Progressive JSON

May 31, 2025

Do you know about Progressive JPEGs? Here’s a nice explanation of what a Progressive JPEG is. The idea is that instead of loading the image top to bottom, the image instead is fuzzy at first and then progressively becomes more crisp.

What if we apply the same idea to transferring JSON?

Suppose you have a JSON tree with some data:

{
  header: 'Welcome to my blog',
  post: {
    content: 'This is my article',
    comments: [
      'First comment',
      'Second comment',
      // ...
    ]
  },
  footer: 'Hope you like it'
}

Now imagine you want to transfer it over the wire. Because the format is JSON, you’re not going to have a valid object tree until the last byte loads. You have to wait for the entire thing to load, then call JSON.parse, and then process it.

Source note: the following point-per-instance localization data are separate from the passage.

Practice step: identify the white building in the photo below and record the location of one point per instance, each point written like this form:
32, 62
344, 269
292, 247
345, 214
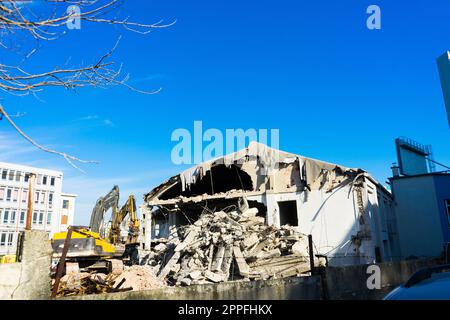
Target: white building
348, 213
53, 211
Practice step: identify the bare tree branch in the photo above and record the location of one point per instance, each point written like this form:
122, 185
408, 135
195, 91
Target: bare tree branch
19, 22
66, 156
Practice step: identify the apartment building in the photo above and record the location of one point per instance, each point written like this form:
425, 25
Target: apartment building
52, 211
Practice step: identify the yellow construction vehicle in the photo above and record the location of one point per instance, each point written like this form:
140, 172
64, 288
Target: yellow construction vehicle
93, 247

The client can’t do anything with JSON until the server sends the last byte. If a part of the JSON was slow to generate on the server (e.g. loading comments took a slow database trip), the client can’t start any work until the server finishes all the work.

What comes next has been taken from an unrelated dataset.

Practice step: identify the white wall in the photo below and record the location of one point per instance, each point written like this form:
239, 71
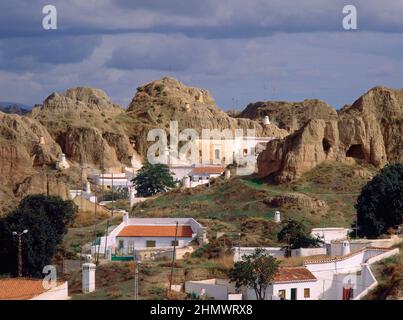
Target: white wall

Would you call that good engineering? And yet it’s the status quo—that’s how 99.9999%^* of apps send and process JSON. Do we dare to improve on that?

* I made it up

Streaming JSON

We can try to improve this by implementing a streaming JSON parser. A streaming JSON parser would be able to produce an object tree from an incomplete input:

{
  header: 'Welcome to my blog',
  post: {
    content: 'This is my article',
    comments: [
      'First comment',
      'Second comment'

If you ask for the result at this point, a streaming parser would hand you this:

{
  header: 'Welcome to my blog',
  post: {
    content: 'This is my article',
    comments: [
      'First comment',
      'Second comment'
      // (The rest of the comments are missing)
    ]
  }
  // (The footer property is missing)
}

However, this isn’t too great either.

One downside of this approach is that the objects are kind of malformed. For example, the top-level object was supposed to have three properties (header, post, and footer), but the footer is missing because it hasn’t appeared in the stream yet. The post was supposed to have three comments, but you can’t actually tell whether more comments are coming or if this was the last one.

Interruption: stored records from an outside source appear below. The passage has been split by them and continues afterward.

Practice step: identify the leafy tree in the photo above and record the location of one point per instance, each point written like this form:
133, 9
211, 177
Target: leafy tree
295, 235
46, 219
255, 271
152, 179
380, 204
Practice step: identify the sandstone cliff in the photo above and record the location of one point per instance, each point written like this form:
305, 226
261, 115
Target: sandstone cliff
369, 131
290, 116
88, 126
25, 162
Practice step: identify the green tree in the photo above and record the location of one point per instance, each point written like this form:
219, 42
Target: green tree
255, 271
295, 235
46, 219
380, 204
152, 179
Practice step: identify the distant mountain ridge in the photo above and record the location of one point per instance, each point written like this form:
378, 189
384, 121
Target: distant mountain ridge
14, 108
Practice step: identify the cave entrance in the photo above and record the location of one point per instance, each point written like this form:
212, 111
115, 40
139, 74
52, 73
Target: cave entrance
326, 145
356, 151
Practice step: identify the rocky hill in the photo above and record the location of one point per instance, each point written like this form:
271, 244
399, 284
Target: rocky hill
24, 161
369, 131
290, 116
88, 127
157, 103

In a way, this is inherent to streaming—didn’t we want to get incomplete data?—but this makes it very difficult to actually use this data on the client. None of the types “match up” due to missing fields. We don’t know what’s complete and what’s not. That’s why streaming JSON isn’t popular aside from niche use cases. It’s just too hard to actually take advantage of it in the application logic which generally assumes the types are correct, “ready” means “complete”, and so on.

In the analogy with JPEG, this naïve approach to streaming matches the default “top-down” loading mechanism. The picture you see is crisp but you only see the top 10%. So despite the high fidelity, you don’t actually see what’s on the picture.

Curiously, this is also how streaming HTML itself works by default. If you load an HTML page on a slow connection, it will be streamed in the document order:

<html>
  <body>
    <header>Welcome to my blog</header>
    <article>
      <p>This is my article</p>
        <ul class="comments">
          <li>First comment</li>
          <li>Second comment</li>

This has some upsides—the browser is able to display the page partially—but it has the same issues. The cutoff point is arbitrary and can be visually jarring or even mess up the page layout. It’s unclear if more content is coming. Whatever’s below—like the footer—is cut off, even if it was ready on the server and could have been sent earlier. When we stream data in order, one slow part delays everything.

Let’s repeat that: when we stream things in order they appear, a single slow part delays everything that comes after it. Can you think of some way to fix this?

Progressive JSON

There is another way to approach streaming.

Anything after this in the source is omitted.